Point of care ultrasound (POCUS) has become an integral part of Emergency Medicine clinical care [1-5]. In addition, national POCUS standards have been developed for Emergency Medicine residency curricula, clinical credentialing and imaging criteria [6-13]. There has been significant discussion of the potential diagnostic and procedural benefits of incorporating POCUS in various areas of pediatrics including: General Pediatrics, Hospital Medicine, Intensive Care, Neonatology, Emergency Medicine [14-16]. Topics with high-yield potential in pediatrics include cardiac evaluation for function; pulmonary evaluation for pneumothorax and pneumonia; soft tissue evaluation for cellulitis and abscess; and the focused assessment of trauma (FAST) [14,15,17]. Given a lack of established standards for the education of pediatric residents, piloted topics were selected by the Pediatric Emergency Medicine Ultrasound Director. In addition to its many diagnostic capabilities, POCUS is well tolerated, timely, and incurs no radiation exposure, all of which are important benefits in pediatrics.

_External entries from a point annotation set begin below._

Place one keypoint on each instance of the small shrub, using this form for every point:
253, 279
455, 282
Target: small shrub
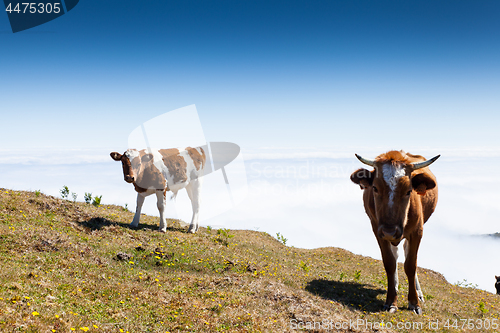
97, 201
304, 266
281, 238
64, 192
482, 308
87, 197
223, 237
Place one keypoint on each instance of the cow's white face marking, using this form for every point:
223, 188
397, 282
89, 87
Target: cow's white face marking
392, 174
131, 154
395, 253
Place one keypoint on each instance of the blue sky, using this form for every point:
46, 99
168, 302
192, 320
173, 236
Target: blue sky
329, 77
261, 73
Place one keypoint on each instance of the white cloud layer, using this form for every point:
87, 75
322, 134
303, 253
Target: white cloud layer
308, 198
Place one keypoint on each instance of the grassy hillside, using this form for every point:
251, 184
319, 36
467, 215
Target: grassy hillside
67, 266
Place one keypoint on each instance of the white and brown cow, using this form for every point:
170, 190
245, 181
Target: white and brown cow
400, 195
158, 171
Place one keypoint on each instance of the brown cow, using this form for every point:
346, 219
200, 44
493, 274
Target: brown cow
400, 195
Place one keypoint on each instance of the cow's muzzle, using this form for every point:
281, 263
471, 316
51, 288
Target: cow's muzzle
391, 233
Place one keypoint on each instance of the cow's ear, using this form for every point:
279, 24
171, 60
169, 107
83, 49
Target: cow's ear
116, 156
422, 182
363, 178
146, 158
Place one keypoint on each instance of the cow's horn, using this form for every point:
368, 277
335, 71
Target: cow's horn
420, 165
365, 161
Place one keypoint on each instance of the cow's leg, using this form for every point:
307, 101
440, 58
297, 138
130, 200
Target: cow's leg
137, 216
420, 294
193, 189
411, 273
161, 203
390, 259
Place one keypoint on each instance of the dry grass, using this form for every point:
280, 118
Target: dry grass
68, 266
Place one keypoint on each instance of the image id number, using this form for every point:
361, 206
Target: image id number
33, 7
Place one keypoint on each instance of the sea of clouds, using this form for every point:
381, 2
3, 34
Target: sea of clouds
305, 195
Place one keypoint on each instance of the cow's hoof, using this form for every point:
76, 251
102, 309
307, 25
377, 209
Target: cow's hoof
416, 309
390, 308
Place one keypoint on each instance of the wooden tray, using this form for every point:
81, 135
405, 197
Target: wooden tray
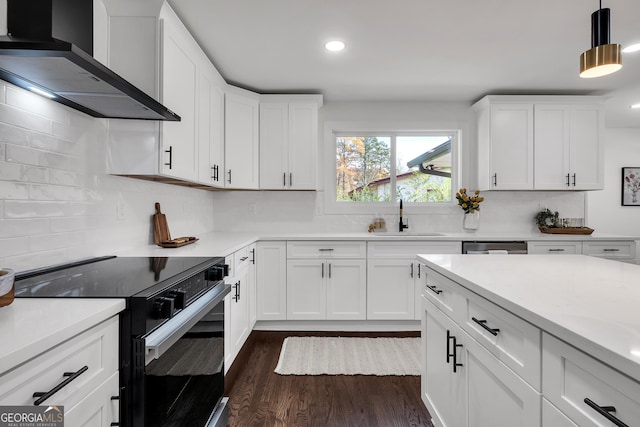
176, 243
566, 230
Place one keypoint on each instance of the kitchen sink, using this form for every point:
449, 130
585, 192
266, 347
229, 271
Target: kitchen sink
406, 233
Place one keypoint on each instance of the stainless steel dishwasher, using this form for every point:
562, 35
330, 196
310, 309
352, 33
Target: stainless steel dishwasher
494, 247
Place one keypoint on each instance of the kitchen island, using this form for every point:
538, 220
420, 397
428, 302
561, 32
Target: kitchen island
530, 340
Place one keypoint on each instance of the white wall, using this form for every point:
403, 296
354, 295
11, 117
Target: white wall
304, 211
57, 203
606, 212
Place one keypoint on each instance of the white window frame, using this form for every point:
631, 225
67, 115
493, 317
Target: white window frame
333, 129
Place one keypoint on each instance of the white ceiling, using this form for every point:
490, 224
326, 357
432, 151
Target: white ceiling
416, 50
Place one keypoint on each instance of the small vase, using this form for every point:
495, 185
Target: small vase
471, 221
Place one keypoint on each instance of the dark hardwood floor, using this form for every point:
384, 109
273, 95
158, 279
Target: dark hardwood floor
260, 397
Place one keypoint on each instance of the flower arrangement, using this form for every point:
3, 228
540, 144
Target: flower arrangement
469, 204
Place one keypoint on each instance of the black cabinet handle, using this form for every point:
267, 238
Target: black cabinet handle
449, 354
42, 396
605, 411
456, 365
483, 323
434, 289
170, 151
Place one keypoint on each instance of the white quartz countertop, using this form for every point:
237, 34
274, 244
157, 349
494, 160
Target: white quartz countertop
589, 302
225, 243
31, 326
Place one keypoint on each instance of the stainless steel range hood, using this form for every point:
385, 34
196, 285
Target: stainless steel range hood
32, 59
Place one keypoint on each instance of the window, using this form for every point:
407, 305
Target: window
388, 167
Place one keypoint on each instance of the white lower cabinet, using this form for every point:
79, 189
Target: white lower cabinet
586, 390
93, 358
394, 277
236, 306
271, 274
324, 282
465, 385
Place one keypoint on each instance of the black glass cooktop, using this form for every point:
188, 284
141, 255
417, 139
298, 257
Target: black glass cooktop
110, 277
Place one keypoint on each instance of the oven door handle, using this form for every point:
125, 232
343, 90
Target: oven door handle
160, 340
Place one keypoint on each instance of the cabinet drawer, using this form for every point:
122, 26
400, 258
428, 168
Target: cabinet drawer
98, 408
328, 249
97, 349
443, 293
612, 250
410, 249
241, 259
515, 342
570, 376
554, 248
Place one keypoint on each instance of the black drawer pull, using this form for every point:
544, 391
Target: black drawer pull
605, 411
42, 396
434, 289
483, 323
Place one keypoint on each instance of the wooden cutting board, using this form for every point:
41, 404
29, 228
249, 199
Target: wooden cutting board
160, 227
161, 234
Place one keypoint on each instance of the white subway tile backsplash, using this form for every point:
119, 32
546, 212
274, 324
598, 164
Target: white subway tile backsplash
23, 227
30, 156
46, 242
13, 190
14, 246
15, 209
55, 192
13, 134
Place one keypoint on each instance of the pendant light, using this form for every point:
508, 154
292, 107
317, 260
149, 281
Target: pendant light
603, 58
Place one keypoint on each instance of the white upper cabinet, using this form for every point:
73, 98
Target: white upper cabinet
288, 141
540, 143
568, 147
148, 45
241, 139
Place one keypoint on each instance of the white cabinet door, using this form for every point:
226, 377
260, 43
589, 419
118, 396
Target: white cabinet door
587, 149
271, 277
346, 289
241, 141
179, 83
552, 144
303, 145
443, 391
390, 289
511, 147
306, 289
274, 143
288, 144
211, 128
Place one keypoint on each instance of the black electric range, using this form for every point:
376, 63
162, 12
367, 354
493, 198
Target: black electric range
161, 294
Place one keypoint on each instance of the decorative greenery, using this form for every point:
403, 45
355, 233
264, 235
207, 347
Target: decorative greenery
546, 218
469, 204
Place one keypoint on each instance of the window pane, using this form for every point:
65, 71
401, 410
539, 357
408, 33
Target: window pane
363, 165
423, 168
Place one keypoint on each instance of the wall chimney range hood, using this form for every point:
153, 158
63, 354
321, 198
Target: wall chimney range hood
32, 59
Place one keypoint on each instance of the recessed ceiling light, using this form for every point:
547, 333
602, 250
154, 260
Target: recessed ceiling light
631, 48
334, 46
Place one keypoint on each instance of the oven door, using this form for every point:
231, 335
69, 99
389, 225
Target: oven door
184, 366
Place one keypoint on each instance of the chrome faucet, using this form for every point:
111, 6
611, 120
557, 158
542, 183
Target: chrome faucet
402, 225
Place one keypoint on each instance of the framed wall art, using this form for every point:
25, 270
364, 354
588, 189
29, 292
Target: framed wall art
630, 186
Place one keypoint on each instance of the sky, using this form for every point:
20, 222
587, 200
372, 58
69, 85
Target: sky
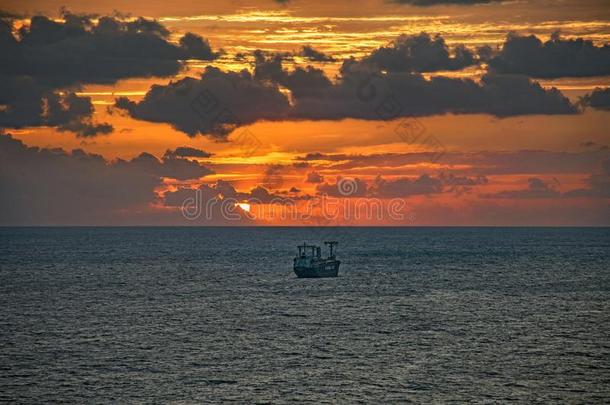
305, 113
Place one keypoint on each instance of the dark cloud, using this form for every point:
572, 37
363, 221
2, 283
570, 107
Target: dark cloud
428, 3
26, 103
49, 56
215, 104
405, 187
557, 57
314, 55
598, 183
424, 184
344, 188
360, 94
49, 186
187, 151
419, 53
231, 99
314, 177
475, 163
598, 98
101, 52
536, 188
302, 82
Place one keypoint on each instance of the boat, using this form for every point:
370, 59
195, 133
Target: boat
309, 262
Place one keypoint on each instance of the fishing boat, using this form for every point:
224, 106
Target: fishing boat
309, 262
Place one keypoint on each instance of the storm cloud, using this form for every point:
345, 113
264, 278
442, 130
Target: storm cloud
215, 104
419, 53
557, 57
42, 67
46, 186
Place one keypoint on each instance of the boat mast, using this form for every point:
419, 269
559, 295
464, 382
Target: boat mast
331, 244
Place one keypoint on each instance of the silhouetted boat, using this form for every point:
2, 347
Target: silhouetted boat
310, 264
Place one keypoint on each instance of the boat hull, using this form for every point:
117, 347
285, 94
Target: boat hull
321, 270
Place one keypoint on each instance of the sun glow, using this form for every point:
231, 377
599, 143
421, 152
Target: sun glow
244, 206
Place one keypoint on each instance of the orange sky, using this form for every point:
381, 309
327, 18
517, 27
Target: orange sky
342, 30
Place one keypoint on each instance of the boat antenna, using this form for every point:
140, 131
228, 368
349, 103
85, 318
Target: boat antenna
331, 244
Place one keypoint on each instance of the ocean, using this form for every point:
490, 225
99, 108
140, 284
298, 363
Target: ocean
206, 315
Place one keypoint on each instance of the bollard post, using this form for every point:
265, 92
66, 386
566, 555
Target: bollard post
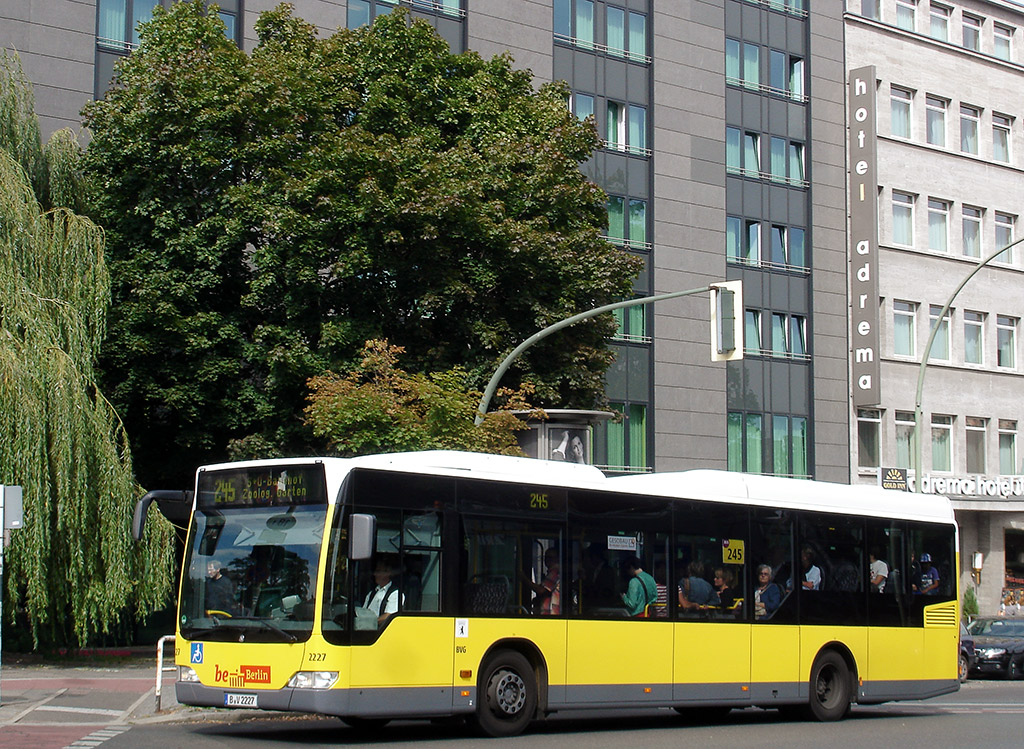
160, 666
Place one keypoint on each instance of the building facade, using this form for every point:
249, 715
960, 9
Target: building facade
723, 159
950, 162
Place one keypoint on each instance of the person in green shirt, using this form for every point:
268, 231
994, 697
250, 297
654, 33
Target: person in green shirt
642, 589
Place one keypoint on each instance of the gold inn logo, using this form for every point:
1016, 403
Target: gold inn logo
245, 675
895, 479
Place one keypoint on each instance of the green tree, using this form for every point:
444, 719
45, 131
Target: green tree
268, 214
73, 570
380, 408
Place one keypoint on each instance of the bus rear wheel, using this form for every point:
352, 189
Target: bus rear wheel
830, 693
508, 701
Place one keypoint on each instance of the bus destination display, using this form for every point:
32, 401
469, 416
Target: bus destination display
265, 487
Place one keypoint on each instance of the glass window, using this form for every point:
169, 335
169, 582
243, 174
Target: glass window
1000, 138
939, 28
938, 224
1006, 341
1005, 236
752, 331
637, 135
936, 116
902, 218
1008, 447
972, 32
638, 35
616, 31
940, 346
905, 445
868, 438
905, 12
942, 447
972, 232
970, 125
1001, 41
904, 324
974, 337
899, 122
976, 434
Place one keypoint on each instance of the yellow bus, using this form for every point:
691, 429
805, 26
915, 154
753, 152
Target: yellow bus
504, 589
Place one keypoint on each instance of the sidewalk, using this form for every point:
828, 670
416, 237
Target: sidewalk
54, 704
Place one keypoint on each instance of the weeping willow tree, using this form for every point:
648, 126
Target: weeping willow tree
72, 572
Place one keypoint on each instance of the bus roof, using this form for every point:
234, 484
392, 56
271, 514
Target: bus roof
715, 486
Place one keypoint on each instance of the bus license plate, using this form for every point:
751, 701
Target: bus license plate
240, 700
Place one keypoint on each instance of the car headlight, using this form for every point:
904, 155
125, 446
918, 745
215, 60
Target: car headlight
313, 679
991, 652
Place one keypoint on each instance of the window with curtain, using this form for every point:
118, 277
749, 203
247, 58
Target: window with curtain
974, 337
1008, 447
904, 323
972, 231
1006, 341
615, 18
868, 438
1003, 41
905, 13
936, 120
940, 346
970, 125
972, 32
905, 444
1000, 138
977, 433
942, 448
938, 225
902, 218
899, 108
1005, 236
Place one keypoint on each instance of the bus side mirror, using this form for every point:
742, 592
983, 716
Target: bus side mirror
363, 533
175, 505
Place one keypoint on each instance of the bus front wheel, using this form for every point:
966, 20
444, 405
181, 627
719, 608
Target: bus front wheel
830, 693
508, 701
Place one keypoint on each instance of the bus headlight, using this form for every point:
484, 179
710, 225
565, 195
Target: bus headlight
313, 679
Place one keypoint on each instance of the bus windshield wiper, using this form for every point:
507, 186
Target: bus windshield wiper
265, 621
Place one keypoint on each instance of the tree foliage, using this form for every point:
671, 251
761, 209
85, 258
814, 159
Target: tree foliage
380, 408
268, 214
73, 570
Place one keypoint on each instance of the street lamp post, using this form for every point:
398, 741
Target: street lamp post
504, 366
928, 351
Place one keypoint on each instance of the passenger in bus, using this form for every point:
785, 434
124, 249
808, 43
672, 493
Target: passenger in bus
724, 580
641, 590
879, 571
219, 589
694, 591
767, 595
599, 584
812, 573
385, 598
928, 582
548, 592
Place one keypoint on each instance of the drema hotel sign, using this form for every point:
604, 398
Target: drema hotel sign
863, 238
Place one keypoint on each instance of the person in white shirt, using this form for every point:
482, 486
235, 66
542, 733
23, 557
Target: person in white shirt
385, 598
879, 572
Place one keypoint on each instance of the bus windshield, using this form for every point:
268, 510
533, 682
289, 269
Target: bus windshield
251, 563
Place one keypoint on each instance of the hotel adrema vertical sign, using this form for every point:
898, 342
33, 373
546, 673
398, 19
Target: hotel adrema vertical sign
863, 238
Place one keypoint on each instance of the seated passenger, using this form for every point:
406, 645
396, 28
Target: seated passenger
694, 591
767, 595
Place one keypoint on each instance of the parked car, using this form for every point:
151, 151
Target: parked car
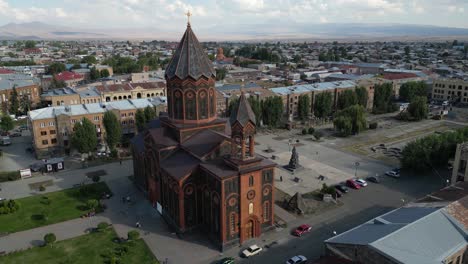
373, 179
361, 182
297, 259
251, 251
393, 174
302, 230
351, 183
227, 260
342, 188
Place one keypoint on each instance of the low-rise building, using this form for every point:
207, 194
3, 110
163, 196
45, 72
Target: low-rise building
52, 127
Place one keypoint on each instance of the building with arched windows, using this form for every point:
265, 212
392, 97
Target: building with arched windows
200, 171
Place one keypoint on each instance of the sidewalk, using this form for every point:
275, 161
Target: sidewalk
34, 237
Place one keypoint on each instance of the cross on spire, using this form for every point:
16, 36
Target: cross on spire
188, 14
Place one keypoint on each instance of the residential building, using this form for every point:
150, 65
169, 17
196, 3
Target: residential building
453, 90
196, 173
432, 230
52, 126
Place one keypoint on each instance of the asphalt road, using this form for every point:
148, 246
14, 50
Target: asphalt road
359, 206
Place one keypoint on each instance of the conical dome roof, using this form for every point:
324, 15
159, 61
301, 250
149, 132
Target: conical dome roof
189, 59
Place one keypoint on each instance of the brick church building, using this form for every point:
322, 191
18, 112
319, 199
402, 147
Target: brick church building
200, 171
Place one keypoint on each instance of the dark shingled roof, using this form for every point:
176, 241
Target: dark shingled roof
189, 59
243, 112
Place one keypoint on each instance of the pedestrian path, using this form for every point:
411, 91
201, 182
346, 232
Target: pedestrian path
34, 237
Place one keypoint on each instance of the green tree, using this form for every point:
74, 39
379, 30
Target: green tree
84, 137
105, 73
346, 99
55, 68
362, 96
303, 107
90, 59
94, 74
383, 99
140, 120
30, 44
221, 74
323, 104
418, 108
113, 129
7, 123
14, 102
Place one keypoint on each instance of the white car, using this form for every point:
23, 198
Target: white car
251, 251
296, 260
361, 182
393, 174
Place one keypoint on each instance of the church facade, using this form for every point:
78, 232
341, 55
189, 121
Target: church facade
200, 171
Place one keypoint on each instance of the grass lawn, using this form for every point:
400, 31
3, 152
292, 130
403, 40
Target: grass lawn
56, 207
97, 247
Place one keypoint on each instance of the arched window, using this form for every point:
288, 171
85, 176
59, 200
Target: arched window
202, 104
190, 106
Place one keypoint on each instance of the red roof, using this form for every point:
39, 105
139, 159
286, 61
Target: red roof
6, 71
67, 76
396, 76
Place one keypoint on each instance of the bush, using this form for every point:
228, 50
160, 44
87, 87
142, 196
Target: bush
133, 235
318, 135
373, 125
96, 178
102, 226
49, 238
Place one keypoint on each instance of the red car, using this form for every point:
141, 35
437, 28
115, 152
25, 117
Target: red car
302, 230
351, 183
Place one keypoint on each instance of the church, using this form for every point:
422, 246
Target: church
200, 171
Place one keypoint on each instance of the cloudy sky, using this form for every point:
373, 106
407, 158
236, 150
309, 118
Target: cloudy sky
169, 14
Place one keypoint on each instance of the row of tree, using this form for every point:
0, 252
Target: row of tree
433, 150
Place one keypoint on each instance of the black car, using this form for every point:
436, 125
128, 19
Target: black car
373, 179
341, 188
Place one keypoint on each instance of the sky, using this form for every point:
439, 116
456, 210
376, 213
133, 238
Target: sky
169, 14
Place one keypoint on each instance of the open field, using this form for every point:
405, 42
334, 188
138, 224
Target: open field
50, 208
96, 247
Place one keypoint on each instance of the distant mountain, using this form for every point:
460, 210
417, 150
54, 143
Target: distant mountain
266, 31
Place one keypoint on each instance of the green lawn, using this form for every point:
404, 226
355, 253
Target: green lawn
57, 207
97, 247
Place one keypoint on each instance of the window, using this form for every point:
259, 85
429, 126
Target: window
250, 181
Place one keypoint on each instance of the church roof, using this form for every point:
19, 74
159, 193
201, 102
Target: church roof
243, 112
189, 59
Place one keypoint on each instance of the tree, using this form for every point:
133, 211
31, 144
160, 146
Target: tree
323, 105
89, 59
50, 238
383, 99
362, 96
105, 73
55, 68
94, 74
346, 99
221, 74
418, 108
14, 102
303, 107
113, 129
133, 235
140, 120
30, 44
6, 123
84, 136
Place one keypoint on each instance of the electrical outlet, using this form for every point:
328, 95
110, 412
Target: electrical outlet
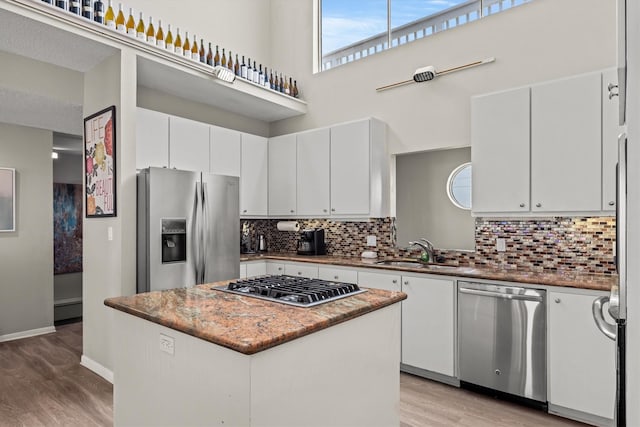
167, 344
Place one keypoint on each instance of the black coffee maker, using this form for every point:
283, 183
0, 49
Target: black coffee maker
312, 242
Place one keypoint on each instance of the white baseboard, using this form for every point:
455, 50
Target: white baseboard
27, 334
97, 368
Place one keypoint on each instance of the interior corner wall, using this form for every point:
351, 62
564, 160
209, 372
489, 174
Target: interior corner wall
26, 255
538, 41
109, 265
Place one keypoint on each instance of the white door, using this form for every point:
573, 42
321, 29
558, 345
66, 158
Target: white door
350, 163
313, 174
500, 151
152, 139
427, 324
581, 367
566, 145
225, 151
188, 145
253, 176
282, 175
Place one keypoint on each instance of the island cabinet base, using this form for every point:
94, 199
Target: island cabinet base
345, 375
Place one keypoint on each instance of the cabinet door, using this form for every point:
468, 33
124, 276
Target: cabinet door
225, 151
427, 324
610, 131
581, 365
253, 176
500, 151
152, 139
375, 280
350, 162
188, 145
282, 175
313, 178
566, 145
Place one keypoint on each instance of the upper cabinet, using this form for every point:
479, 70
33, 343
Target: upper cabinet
254, 176
545, 149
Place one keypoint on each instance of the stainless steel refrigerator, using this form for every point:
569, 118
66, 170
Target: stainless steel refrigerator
188, 228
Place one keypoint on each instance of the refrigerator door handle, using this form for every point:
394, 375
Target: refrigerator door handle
606, 328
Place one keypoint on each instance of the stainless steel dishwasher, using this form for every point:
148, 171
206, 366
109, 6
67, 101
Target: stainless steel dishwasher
502, 338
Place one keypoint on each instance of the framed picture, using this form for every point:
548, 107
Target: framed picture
100, 163
7, 199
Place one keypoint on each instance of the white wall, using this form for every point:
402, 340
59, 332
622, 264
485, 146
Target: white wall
543, 40
26, 255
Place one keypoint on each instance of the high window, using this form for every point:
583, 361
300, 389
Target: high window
354, 29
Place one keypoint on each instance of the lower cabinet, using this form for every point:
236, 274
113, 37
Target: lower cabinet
581, 364
428, 333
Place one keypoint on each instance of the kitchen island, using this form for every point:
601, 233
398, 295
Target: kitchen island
198, 356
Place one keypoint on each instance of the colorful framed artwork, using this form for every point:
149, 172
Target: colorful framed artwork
7, 199
100, 163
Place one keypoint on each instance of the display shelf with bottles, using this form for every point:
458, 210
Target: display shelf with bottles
49, 31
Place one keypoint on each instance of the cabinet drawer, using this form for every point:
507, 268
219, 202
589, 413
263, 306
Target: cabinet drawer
338, 274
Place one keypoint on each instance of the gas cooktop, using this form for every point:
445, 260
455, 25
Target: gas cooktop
298, 291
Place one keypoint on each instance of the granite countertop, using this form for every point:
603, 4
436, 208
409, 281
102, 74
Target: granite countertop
600, 282
245, 324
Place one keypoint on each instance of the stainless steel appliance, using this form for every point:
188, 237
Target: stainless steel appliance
312, 242
617, 300
502, 338
188, 228
292, 290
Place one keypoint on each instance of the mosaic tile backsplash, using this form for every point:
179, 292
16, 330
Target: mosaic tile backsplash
581, 244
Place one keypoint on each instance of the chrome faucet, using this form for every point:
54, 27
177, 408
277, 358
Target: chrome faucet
426, 245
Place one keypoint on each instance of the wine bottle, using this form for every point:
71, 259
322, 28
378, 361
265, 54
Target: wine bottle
195, 55
210, 56
216, 59
203, 53
98, 11
119, 24
178, 43
168, 41
296, 94
140, 29
255, 73
243, 69
74, 7
160, 35
151, 32
131, 24
86, 9
186, 46
230, 62
249, 71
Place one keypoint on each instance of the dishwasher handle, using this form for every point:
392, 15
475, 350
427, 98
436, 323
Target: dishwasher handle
480, 292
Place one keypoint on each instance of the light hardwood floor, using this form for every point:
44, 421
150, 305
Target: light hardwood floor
43, 384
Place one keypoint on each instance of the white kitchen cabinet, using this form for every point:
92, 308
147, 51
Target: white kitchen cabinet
301, 269
253, 176
225, 151
377, 280
338, 274
428, 337
581, 364
566, 132
610, 131
313, 173
500, 151
152, 139
282, 175
188, 145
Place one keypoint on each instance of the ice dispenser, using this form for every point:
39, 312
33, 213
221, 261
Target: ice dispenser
174, 240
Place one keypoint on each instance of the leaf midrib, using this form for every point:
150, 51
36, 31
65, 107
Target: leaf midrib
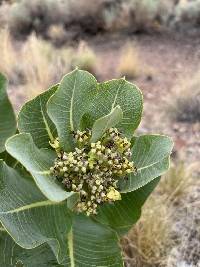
71, 105
31, 206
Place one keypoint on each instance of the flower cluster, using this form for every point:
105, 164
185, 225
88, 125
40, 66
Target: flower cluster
93, 169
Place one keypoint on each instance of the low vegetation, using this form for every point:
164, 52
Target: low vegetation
40, 62
185, 105
152, 239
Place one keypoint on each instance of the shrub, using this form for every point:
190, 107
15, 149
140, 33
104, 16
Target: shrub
40, 63
129, 62
85, 58
27, 16
185, 104
77, 178
149, 242
149, 14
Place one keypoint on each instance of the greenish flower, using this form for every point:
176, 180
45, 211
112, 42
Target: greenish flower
94, 169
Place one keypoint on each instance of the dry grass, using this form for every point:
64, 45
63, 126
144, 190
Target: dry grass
85, 58
149, 242
129, 62
185, 104
177, 181
34, 65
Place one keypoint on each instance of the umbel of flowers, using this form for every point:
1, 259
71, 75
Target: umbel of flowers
93, 169
71, 190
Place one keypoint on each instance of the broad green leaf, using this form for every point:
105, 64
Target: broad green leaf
12, 255
106, 122
122, 93
32, 220
38, 163
70, 102
28, 217
123, 214
150, 154
92, 244
7, 116
33, 119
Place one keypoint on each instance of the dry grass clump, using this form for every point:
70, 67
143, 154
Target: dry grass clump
187, 14
131, 65
85, 58
177, 181
149, 14
27, 16
151, 240
129, 62
185, 104
34, 65
9, 63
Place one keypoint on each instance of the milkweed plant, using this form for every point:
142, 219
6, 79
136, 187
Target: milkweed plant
74, 174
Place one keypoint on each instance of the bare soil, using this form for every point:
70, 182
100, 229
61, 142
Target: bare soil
171, 58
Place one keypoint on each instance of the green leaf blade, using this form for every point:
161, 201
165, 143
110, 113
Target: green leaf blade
150, 154
92, 244
28, 217
123, 214
38, 163
7, 116
33, 119
13, 255
71, 101
106, 122
119, 93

There is a demonstrated demand for POCUS education to be included in pediatric residencies both from the perspective of program leadership as well as from pediatric trainees. One survey of pediatric residents at a free-standing children’s hospital found that 96% felt that POCUS was an important skill in pediatrics . In a separate survey, pediatrics residents overwhelmingly felt that POCUS training should be required during residency, yet only 15% of respondents had received such training . A national survey of pediatric residency associate program directors showed that a majority of respondents felt that POCUS should be taught to their trainees .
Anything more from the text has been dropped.